Menanggapi hal tersebut, Musliadi memberikan klarifikasi tegas pada Kamis (25/6/2026). Ia membantah keras tuduhan merusak hutan lindung.
“Perlu diketahui, kami di sini sama sekali tidak membabat kawasan hutan lindung. Kalau tidak percaya, silakan datang langsung ke lokasi, cek sendiri kebenarannya,” ujar Musliadi.
Ia menegaskan lahan yang sedang diolah adalah Hutan Produksi Terbatas (HPL) yang sudah menjadi kebun masyarakat. Penggarapan dilakukan atas dasar kesepakatan bersama warga setempat, bukan sembarangan masuk ke kawasan hutan yang dilindungi undang‑undang.

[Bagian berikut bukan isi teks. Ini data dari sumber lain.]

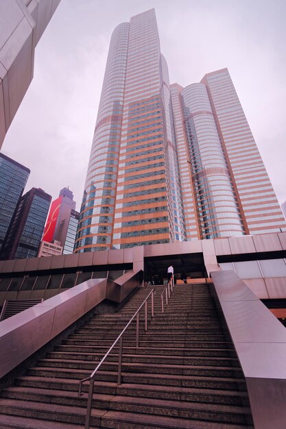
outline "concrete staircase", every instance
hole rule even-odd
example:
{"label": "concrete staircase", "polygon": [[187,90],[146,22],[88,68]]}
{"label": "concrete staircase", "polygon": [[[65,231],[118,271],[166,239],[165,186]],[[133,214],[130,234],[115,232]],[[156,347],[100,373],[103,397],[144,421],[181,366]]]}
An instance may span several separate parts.
{"label": "concrete staircase", "polygon": [[[97,373],[91,427],[253,427],[245,380],[208,286],[176,286],[164,314],[163,286],[154,287],[155,318],[146,333],[141,330],[140,348],[135,323],[123,339],[122,384],[117,384],[118,348]],[[87,393],[78,397],[79,380],[91,374],[150,290],[141,288],[118,312],[89,320],[4,389],[0,427],[84,427]]]}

Pernyataan ini muncul berselang sehari setelah berita pembukaan lahan secara diam‑diam mengemuka. Kini, masyarakat dan pihak berwenang tinggal menunggu hasil pengecekan langsung di lapangan untuk memastikan status tanah dan kebenaran versi yang disampaikan kedua belah pihak.